Dio del tuono, figlio di Jord, la Terra-madre ,secondo altre versioni, di Odin e Frigg, insieme ai quali rappresenta la triade delle divinità nordiche più potenti.

Thor (in origine chiamato Donar, da cui il tedesco Donner, appunto “tuono”), aveva come attributo le forze sconvolgenti della natura. Fu in seguito considerato dio guerriero, specialmente dai Vichinghi, e veniva invocato dai soldati prima della battaglia. Gli si attribuiscono grandi imprese, che vengono narrate nell’Edda.
Viaggiando sopra le nuvole su un carro trainato da due caproni (Tanngniost e Tanngrisnir, “strusciadenti” e “strididenti”, che un giorno Odin uccide e poi rianima, ma uno dei due resta zoppo, perché Thor gli aveva leso il femore), Thor lancia il suo martello Mjollnir, “il distruttore” (fabbricato da Brokk, nano nero, discendente da Iwaldr, abilissimo fabbro) che, dopo aver distrutto tutto ciò che incontra, ritorna nella sua mano.
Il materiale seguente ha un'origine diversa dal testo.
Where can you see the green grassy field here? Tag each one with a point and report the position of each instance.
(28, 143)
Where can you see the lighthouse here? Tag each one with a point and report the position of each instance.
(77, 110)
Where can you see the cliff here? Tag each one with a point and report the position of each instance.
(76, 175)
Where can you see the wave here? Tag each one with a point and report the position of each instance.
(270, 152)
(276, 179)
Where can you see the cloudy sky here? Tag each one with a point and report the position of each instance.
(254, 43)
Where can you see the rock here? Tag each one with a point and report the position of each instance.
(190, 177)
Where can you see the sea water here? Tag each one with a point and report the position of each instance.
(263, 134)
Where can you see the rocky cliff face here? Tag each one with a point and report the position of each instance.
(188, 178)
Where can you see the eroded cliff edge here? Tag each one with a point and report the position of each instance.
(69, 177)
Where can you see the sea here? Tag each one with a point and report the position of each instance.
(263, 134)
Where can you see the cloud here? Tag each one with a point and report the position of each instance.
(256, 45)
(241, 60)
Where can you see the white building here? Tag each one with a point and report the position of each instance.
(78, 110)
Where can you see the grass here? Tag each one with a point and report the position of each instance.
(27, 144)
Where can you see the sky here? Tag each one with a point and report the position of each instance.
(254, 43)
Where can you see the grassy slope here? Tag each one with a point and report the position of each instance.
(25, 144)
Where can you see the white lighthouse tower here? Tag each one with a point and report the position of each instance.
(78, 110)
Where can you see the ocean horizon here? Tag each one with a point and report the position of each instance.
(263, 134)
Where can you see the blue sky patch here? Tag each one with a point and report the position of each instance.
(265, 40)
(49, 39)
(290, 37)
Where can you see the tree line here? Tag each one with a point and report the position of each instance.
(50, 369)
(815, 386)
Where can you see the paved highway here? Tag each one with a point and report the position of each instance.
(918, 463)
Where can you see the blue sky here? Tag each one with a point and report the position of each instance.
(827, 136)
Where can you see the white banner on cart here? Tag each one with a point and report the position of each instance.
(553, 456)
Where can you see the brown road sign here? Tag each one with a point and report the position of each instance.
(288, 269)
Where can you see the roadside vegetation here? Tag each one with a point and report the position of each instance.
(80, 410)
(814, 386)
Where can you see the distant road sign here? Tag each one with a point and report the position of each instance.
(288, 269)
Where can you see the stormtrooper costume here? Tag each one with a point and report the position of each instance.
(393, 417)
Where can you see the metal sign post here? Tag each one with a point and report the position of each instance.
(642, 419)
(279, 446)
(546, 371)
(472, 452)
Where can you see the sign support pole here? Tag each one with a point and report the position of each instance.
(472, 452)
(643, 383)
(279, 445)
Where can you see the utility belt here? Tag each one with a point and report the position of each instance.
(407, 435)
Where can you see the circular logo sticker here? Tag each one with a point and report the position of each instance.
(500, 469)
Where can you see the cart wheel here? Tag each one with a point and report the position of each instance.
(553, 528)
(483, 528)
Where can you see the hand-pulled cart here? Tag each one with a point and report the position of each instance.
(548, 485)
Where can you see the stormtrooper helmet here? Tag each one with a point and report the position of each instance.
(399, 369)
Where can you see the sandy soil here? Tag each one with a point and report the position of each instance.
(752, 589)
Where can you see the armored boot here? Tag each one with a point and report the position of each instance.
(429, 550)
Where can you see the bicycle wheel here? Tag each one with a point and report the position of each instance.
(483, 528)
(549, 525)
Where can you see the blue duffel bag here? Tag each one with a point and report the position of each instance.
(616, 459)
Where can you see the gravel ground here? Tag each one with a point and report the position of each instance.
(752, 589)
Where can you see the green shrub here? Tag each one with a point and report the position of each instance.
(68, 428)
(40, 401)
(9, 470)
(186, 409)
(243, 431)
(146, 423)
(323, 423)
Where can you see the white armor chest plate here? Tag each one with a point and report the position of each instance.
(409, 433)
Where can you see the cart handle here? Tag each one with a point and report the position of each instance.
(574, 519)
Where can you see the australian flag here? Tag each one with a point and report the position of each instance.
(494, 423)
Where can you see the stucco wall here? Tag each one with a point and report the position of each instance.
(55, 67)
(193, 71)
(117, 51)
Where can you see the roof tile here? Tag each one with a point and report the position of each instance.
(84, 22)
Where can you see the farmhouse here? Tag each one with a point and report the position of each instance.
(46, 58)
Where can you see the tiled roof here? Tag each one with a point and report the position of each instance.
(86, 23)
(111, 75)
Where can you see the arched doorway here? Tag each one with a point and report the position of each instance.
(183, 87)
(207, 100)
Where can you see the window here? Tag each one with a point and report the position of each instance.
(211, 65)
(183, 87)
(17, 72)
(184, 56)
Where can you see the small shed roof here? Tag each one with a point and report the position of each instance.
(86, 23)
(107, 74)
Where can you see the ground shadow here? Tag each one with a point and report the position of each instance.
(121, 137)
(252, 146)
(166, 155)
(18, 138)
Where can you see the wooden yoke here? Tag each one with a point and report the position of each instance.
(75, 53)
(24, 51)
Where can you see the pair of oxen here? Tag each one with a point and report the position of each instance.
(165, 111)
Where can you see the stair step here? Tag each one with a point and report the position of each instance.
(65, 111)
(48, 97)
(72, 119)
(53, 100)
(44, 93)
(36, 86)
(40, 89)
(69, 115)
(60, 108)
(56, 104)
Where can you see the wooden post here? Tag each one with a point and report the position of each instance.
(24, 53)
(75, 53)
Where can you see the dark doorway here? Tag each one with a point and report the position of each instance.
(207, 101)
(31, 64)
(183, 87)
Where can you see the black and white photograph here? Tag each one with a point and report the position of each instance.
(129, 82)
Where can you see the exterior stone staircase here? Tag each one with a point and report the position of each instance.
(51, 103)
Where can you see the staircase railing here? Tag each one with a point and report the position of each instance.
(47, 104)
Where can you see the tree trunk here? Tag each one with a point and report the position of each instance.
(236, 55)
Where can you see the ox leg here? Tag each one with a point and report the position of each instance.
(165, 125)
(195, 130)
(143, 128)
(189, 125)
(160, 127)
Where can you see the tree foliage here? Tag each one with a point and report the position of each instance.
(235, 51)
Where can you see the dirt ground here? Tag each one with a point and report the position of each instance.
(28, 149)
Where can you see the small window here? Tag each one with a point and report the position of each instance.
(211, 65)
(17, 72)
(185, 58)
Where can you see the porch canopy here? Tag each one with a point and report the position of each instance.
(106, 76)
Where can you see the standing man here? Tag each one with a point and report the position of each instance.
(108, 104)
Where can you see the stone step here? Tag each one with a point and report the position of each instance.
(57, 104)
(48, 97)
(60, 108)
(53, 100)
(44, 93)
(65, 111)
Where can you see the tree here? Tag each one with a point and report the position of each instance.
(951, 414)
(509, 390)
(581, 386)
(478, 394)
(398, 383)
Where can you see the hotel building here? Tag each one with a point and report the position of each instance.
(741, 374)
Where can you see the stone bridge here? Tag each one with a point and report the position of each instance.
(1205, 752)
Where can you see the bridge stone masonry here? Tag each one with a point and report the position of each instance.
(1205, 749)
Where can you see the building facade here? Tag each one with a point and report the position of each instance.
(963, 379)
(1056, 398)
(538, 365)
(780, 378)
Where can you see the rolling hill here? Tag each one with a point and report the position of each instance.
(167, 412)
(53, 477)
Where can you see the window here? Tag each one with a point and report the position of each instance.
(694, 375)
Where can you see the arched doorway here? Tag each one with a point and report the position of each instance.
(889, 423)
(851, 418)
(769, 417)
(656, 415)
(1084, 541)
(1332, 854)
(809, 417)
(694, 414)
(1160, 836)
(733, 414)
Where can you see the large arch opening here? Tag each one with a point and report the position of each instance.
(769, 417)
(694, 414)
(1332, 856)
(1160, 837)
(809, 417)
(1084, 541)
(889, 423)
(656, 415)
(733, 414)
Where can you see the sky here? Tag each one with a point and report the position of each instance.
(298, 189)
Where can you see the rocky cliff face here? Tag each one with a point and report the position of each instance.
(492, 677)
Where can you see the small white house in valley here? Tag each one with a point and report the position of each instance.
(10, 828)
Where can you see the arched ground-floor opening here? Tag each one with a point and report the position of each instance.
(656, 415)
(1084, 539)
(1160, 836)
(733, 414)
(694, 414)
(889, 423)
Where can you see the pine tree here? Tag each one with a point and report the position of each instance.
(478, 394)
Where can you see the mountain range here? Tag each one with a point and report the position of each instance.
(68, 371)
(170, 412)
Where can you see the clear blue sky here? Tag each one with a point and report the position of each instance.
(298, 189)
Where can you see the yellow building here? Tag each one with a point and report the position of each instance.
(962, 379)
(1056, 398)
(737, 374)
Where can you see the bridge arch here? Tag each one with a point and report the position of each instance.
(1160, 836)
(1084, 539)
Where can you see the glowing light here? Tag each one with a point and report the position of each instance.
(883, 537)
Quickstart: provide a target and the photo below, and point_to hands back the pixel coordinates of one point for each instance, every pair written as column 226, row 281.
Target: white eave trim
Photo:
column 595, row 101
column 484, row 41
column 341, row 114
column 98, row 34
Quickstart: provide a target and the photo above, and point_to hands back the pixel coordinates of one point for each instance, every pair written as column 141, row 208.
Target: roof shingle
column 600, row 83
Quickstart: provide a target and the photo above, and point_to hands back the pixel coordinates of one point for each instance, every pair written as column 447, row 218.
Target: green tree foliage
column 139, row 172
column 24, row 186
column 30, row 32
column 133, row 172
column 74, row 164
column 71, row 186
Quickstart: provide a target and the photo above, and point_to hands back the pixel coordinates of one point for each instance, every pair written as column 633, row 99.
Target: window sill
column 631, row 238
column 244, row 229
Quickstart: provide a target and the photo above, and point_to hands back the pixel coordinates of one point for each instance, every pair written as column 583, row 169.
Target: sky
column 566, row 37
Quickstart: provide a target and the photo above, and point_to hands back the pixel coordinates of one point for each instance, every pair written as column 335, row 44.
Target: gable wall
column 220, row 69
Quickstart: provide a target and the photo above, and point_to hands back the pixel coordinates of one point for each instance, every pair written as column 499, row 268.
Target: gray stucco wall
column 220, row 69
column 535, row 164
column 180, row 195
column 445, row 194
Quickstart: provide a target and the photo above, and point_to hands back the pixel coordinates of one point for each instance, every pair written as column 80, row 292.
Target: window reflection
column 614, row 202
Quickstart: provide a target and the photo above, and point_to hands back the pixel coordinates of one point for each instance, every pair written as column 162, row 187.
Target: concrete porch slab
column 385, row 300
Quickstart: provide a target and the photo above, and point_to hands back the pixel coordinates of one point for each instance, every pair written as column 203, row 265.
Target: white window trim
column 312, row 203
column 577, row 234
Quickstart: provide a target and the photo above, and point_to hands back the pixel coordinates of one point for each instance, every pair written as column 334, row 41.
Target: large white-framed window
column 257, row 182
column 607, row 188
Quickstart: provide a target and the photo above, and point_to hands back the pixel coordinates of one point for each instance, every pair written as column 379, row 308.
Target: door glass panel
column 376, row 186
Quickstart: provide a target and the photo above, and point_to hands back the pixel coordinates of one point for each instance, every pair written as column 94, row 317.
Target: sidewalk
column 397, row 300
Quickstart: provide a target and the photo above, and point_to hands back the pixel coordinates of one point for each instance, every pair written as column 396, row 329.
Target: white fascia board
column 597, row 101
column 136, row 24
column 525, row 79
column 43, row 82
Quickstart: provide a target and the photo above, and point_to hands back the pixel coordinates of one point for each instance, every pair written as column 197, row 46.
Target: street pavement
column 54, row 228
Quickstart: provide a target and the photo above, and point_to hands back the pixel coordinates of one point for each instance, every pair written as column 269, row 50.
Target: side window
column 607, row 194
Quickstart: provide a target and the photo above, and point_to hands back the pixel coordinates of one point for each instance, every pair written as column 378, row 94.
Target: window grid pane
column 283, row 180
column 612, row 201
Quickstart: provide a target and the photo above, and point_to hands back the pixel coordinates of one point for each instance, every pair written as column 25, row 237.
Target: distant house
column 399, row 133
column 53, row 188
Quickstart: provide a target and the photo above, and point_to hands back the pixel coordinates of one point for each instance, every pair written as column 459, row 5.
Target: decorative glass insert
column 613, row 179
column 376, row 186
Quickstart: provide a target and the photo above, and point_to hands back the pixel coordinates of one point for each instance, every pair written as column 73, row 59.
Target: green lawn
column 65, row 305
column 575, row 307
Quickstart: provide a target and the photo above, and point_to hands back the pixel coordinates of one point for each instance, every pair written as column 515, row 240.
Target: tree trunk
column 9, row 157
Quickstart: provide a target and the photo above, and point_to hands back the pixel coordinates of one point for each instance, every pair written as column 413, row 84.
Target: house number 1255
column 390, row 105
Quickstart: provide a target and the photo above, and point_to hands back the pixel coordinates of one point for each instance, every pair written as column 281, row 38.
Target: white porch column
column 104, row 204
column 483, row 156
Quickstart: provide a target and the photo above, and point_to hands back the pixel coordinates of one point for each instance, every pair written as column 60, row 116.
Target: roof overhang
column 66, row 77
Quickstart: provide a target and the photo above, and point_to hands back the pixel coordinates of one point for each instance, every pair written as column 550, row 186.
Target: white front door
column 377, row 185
Thor, inoltre, possiede la cintura magica Meginjarder che gli conferisce doppia forza divina. Mjollnir è anche simbolo della fertilità, e come tale viene usato come amuleto nelle cerimonie di nozze. A Thor, in quanto considerato promotore di vita e di bene nei riguardi degli uomini nonché protettore della patria e della famiglia, venne consacrato un giorno della settimana (Donnerstag, giovedì); a Roma fu identificato con Giove.

Residenza di Thor è Thrudwanger, “campo della forza” (che ha sede nell’Asgard), ove si trova il suo palazzo Bilskirnir (”il lucente”), nel quale risiede con la moglie Sif dalle chiome d’oro (personificazione della fedeltà coniugale), che gli ha dato i figli Loride e Modi, e la figlia Thrud (”forza”), andata poi sposa al nano Alvis. Seconda moglie di Thor è Jarnsaxa, fanciulla della stirpe degli Jotun, dalla quale ha il figlio Magni (che, insieme a Modi, sopravviverà alla fine del mondo). Magni, all’età di tre anni (secondo altri, di tre notti), combatterà al fianco del padre contro Hrugnir, il gigante dalla testa di pietra, il più forte della terra dei giganti (Jotunheim) il quale, attaccata lite con Thor, gli aveva già messo il piede sul collo quando Magni liberò il padre, che uccise Hrugnir col martello.

Thor morirà nella battaglia che segnerà la fine del mondo (Ragnarok), ucciso dall’alito velenoso di Jormungand (il serpente di Midgard), da lui a sua volta ucciso.